Optimization of operating angles of disc coulters for maize residue management using discrete element method

Abstract

Disc coulters are vital in conservation agriculture as effective tools for managing crop residues. Their operating angle parameters significantly influence the performance and effectiveness of disc coulters. A soil-disc coulter-maize residue interaction model was developed using the discrete element method. The model was validated against field test results, demonstrating an overall error ranging from 4.21 to 12.31%. Central Composite Design simulated experiments were conducted to optimize the disc and tilt angle parameters for wavy, notched, and plain disc coulters.
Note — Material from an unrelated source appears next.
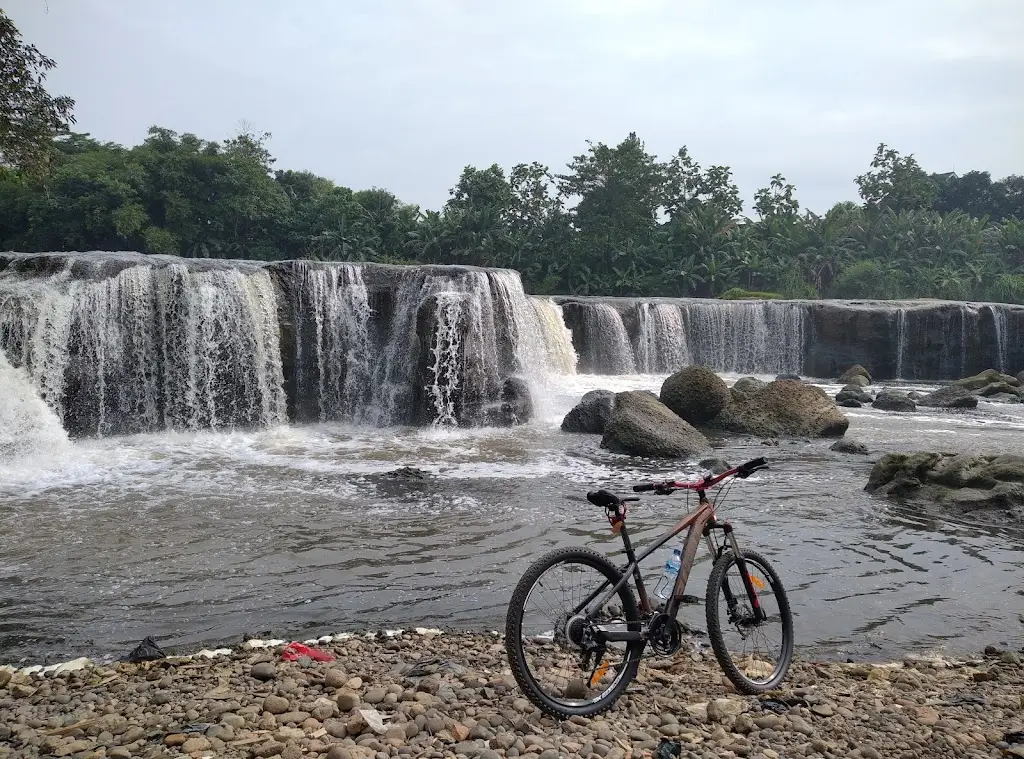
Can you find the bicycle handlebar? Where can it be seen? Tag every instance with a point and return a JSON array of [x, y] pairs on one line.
[[743, 470]]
Four objectives, including draft force (FD), soil disturbance area (ASoil), flat residue-cutting efficiency (RFC), and standing residue-cutting efficiency (RSC), were selected for optimization. The simulation results showed that increasing the disc angle had a significant positive effect on FD and Asoil while also strengthening the sliding cutting action of the discs, resulting in higher RFC and RSC. Each disc type exhibited different trends in tillage performance with increasing tilt angle. The optimal angle parameter combinations for the three discs were determined as follows: wavy disc (5° tilt angle, 7.5° disc angle), notched disc (5° tilt angle, 0° disc angle), and plain disc (10° tilt angle, 12.5° disc angle). The average error between simulation and measurement results under the optimal parameters was less than 9%. Among the three discs, the wavy disc coulter is recommended as the preferred choice since its higher RFC and RSC values by 22.1–43.6%. The findings provide useful insights into optimizing parameters of residue management tools and understanding the interaction between soil-engaging components and residue-covered soil in conservation tillage.